Cerca de las tres salimos a caminar y luego a la playa. El bosque y sus caminos. Eso me entusiasma. En la playa, desde el médano, sentimos el alboroto de la gente sobre la orilla. Perros, vendedores ambulantes, chicos que juegan. Elegimos un lugar cerca del mar. Ni bien pongo mi silla, siento el viento agradable. El mar, por lo que veo en la reacción de la gente, tiene agua vivas. Cuando me meto lo corroboro y opto por nadar con precaución. Tanta que pronto desisto. Me quedo un poco más cerca de la orilla. Quiero recibir el embate de las olas (ya menos intensas después de un recorrido). 

El agua tiene hoy un color marrón. No así más atrás, después de la rompiente.
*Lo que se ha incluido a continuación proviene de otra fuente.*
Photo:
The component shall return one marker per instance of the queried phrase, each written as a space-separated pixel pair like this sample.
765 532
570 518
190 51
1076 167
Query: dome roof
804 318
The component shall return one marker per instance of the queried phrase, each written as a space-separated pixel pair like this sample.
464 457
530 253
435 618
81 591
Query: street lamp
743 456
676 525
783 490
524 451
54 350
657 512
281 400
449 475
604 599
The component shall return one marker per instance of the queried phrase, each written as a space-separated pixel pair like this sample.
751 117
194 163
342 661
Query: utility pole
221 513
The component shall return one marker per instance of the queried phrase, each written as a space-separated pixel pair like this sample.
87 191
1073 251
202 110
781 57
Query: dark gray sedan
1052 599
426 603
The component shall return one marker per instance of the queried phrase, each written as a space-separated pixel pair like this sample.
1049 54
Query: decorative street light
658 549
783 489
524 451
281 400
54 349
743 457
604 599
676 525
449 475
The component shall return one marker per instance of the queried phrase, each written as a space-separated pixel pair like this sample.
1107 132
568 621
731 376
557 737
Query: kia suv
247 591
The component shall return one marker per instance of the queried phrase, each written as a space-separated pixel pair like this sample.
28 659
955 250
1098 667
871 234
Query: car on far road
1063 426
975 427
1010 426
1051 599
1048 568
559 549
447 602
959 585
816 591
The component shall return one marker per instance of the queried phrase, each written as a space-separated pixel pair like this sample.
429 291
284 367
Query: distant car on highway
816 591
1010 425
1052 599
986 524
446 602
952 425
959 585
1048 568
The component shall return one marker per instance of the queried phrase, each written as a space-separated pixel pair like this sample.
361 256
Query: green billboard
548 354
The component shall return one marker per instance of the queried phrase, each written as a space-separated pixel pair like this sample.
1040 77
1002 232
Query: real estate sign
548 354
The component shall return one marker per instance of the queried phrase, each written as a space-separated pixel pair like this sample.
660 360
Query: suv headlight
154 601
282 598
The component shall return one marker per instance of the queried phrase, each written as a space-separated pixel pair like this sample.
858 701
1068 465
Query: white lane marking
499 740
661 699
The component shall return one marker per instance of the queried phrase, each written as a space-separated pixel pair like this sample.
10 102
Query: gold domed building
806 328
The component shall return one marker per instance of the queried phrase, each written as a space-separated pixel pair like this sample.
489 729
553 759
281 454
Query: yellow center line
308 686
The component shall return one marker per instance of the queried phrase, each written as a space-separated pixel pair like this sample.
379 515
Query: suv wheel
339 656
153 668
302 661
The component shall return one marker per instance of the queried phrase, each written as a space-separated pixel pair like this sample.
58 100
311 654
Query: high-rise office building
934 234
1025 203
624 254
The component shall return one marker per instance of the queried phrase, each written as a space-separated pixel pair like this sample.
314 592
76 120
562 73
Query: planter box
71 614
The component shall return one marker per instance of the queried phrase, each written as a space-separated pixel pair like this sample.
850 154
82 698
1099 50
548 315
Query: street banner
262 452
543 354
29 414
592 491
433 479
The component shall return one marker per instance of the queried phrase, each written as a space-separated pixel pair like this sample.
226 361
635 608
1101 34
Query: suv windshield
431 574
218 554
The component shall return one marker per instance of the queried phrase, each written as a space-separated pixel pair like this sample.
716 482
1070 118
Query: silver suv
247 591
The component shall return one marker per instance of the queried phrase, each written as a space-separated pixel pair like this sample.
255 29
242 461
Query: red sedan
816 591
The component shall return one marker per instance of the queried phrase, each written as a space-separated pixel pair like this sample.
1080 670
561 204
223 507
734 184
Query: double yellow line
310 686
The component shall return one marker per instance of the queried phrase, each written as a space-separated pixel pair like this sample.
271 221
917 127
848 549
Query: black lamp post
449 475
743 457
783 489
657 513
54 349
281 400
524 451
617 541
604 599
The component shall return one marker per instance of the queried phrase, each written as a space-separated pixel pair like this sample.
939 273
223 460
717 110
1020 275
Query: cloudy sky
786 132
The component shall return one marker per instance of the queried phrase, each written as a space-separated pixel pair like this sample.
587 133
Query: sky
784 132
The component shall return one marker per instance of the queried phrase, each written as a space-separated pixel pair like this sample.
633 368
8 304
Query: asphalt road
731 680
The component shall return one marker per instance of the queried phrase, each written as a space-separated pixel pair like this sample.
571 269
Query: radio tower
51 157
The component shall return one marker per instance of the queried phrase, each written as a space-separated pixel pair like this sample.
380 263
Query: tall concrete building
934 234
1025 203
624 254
Cuando salgo del agua charlamos un poco con mi pareja. Hay bastante gente alrededor y eso me distrae a la hora de contemplar el mar. Por eso me fijo en las olas a lo lejos. Pero me cuesta abstraerme de la gente que pasa por la orilla. Me pregunto cómo sería si pudiera abstraerme de mis pensamientos y lograr una concentración serena, limpia. El mar y la continuidad de sus olas hasta lograr el desapego que tiene el viento cuando toca mi cara.

Un día como tantos otros

Día como tantos otros, aunque no insulso. Duermo y me despierto con el siguiente recuerdo: mi hija me explicaba que la persona que cayó al v...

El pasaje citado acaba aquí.